Everything’s bigger in Texas – except the supply of math and science teachers. To help support the certification of new educators in these fields, the National Science Foundation has awarded a $1.45 million Robert Noyce Teacher Scholarship grant to UT Arlington’s College of Education and Health Professions and the College of Science.
The two colleges are working with the Arlington, Dallas, Hurst-Euless-Bedford, and Fort Worth school districts on the five-year project, which places teacher candidates in early field experiences with mentor teachers.
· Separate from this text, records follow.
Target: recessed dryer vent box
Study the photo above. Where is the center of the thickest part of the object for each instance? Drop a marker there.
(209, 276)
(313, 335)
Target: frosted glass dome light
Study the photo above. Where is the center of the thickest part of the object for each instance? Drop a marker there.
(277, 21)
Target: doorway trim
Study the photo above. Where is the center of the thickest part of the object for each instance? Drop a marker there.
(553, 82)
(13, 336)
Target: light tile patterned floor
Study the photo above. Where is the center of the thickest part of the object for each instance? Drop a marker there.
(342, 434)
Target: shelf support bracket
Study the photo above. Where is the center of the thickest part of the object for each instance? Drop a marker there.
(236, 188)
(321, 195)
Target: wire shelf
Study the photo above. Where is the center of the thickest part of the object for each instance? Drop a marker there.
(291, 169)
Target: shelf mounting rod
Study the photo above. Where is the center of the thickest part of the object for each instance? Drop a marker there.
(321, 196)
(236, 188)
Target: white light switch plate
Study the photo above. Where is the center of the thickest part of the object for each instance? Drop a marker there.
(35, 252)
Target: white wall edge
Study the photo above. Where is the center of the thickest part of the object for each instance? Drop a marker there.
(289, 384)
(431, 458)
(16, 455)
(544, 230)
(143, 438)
The grant complements a previous NSF Robert Noyce Grant for $900,000. Together, the awards offer two-year, $10,000 annual scholarships to selected undergraduate students seeking teacher certification in middle school science and mathematics and in high school earth science, biology, chemistry, and physics.
The new grant further supports post-baccalaureate students seeking to switch careers and become secondary math or science teachers. These returning students may apply for a one-year, $10,000 scholarship. The newly certified math and physical science teachers pledge to serve at least two years in a high-need school for each year of scholarship support.
Teaching Future Einsteins
UT Arlington is also helping to fill the math and science teacher shortage through UTeach Arlington. Through field experiences in K-12 schools, guidance from master teachers, and more, math and science majors are learning just what it means to inspire the next generation of math and science enthusiasts.